E questa umana facoltà del giudizio è una cosa buona o cattiva, utile o superflua, importante o trascurabile? Egli dice:

Combien plus sagement, avec moins de grandeur,
Exempt de sympathie, affranchi de pudeur,
L’animal se résigne aux fléaux sans refuge!...
Il est heureux; son sort, par moments, je l’envie.
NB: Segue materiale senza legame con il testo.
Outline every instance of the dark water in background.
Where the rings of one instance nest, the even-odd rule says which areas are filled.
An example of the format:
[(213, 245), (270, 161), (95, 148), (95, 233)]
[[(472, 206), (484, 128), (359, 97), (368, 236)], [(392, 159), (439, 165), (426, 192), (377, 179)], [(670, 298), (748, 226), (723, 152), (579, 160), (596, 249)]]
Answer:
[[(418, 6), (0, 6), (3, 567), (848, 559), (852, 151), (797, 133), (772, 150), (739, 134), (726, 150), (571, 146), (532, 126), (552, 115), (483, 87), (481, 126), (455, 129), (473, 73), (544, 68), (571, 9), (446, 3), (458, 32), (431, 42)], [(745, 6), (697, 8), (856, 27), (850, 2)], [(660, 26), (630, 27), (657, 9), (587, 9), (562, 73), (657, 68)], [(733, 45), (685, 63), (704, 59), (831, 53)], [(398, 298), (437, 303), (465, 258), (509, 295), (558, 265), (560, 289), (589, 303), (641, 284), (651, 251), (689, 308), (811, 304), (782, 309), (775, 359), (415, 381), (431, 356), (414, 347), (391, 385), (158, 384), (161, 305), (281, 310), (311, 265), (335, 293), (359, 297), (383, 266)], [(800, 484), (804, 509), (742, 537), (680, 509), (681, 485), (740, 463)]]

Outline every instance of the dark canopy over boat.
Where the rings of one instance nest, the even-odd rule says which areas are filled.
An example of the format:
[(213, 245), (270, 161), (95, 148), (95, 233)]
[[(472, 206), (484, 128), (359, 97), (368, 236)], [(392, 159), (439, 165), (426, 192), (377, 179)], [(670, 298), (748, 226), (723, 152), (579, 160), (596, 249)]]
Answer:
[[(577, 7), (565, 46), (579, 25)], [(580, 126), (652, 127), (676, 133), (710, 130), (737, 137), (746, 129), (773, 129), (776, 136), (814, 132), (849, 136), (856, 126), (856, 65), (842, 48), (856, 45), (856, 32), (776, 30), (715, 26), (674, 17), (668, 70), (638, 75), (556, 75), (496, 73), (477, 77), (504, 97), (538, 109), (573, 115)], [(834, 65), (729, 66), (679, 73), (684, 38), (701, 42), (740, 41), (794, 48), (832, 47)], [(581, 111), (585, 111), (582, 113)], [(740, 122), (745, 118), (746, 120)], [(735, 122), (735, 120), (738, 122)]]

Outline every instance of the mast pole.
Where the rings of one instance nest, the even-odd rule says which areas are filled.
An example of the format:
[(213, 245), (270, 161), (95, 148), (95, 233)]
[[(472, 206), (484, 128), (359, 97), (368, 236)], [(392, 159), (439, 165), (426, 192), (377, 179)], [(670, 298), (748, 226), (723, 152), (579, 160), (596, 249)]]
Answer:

Dunque l’animale, quantunque incapace di simpatia e di pudore, è più saggio, più felice, degno d’invidia. Allora l’uomo cosciente, l’uomo giudicante, oltre che degno di compassione ed infelice, è anche meno saggio: questa sua coscienza è una stoltezza. Bisognerà chiederne conto a lui? No, certamente; perchè egli è stato fatto così, non si è fatto da sè, liberamente, responsabilmente. Allora vorrà dire che la natura, della quale è opera, avrà creato una coscienza capace di giustizia soltanto per darle il sentimento d’una ingiustizia, d’una stoltezza, d’una nefandezza nuova! E ancora: la giustizia non esiste nella natura, ma soltanto nel cuore dell’uomo; l’uomo s’accorge che l’universo è stato compito «senza virtù» e sente che il suo desiderio di virtù è stoltezza. La conclusione dovrebbe essere pertanto che la giustizia non esiste in verun luogo, nè nella natura, nè nel cuore umano!